Plan to lift British mortgage market considered

British banks could be allowed to swap new mortgages for government debt to revive the mortgage market, a government-sponsored…

British banks could be allowed to swap new mortgages for government debt to revive the mortgage market, a government-sponsored report indicated today, but the creation of Fannie Mae-style finance firms is unlikely.

The report, by James Crosby, former chief of the HBOS bank, also warned that mortgage markets are likely to remain bunged up for years to come with mortgage lending falling sharply and an inevitable knock-on effect for consumer spending.

Final recommendations from the report, commissioned in April, are expected before the government's pre-budget report later this year, and speculation is growing that an effective government underwriting of all mortgage lending is on the way.

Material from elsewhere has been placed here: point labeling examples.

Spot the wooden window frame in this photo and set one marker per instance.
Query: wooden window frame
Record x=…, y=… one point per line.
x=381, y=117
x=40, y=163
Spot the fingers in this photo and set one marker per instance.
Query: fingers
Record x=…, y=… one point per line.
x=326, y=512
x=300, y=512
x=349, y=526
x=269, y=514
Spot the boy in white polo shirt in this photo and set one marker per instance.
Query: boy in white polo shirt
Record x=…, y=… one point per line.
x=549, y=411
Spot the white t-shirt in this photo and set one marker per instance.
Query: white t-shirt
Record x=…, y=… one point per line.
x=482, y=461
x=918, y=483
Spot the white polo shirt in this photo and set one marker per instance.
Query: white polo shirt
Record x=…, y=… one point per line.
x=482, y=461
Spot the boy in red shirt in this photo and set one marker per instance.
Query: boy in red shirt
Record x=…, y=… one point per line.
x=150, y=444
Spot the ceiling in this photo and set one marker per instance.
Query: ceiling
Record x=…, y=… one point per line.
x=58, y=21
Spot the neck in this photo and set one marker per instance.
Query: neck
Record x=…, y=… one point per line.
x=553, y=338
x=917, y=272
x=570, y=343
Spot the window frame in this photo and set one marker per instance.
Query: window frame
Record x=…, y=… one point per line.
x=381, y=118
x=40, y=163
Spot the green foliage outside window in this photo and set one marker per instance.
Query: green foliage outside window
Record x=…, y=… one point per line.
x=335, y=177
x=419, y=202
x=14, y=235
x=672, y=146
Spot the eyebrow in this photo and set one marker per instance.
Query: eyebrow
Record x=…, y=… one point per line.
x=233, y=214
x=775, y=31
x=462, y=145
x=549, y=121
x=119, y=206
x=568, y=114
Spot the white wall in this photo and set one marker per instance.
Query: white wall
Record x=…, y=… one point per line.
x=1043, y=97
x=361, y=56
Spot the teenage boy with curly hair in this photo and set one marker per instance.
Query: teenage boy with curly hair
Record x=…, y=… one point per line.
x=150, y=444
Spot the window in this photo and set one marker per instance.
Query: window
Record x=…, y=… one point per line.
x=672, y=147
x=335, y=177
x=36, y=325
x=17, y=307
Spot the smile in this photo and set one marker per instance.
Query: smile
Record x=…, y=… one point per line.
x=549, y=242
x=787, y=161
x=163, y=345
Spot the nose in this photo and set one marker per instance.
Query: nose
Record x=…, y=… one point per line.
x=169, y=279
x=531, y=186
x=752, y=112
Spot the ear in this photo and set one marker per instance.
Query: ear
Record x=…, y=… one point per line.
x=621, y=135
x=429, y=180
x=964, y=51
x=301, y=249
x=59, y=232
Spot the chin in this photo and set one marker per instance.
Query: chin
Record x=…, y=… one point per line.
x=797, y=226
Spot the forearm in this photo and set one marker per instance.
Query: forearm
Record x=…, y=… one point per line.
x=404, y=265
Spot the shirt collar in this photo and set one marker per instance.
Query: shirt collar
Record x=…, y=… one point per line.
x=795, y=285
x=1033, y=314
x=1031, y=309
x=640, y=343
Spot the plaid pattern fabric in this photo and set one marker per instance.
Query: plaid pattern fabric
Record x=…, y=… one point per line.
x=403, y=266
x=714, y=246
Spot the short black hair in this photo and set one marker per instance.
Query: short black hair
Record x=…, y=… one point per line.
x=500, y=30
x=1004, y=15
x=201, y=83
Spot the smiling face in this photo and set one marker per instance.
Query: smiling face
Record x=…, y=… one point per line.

That would extend an existing scheme, introduced by the Bank of England in April, which lets banks swap hard-to-shift mortgage assets for government debt at a price and only if the mortgages were on their balance sheets at the end of 2007.

"I am looking with some urgency at the full range of options identified by market participants for stimulating the supply," Mr Crosby said in the report.

"This will best be achieved through the return of significant new issuance of mortgage-backed securities, albeit not necessarily at anything approaching the rate of issuance seen in 2006 and 2007."

"We are also considering whether ... the possibility of the government guaranteeing (on commercial terms) the principal and interest on high-grade tranches of new mortgage-backed securities may still be necessary."

Vincent Cable, a former economist who is now treasury spokesman for the minority Liberal Democrats, told BBC radio that the idea of the government safeguarding all bank lending was "very worrying".

"It could have the effect of simply reflating this housing bubble that is now bursting in a rather painful way," he said, noting banks currently take a financial hit on the value of their mortgage assets when swapped under the BoE's scheme.

"Any guarantee scheme entered into, there would have to be a similarly very high price to protect the taxpayer - that would be the absolute basic minimum," he said.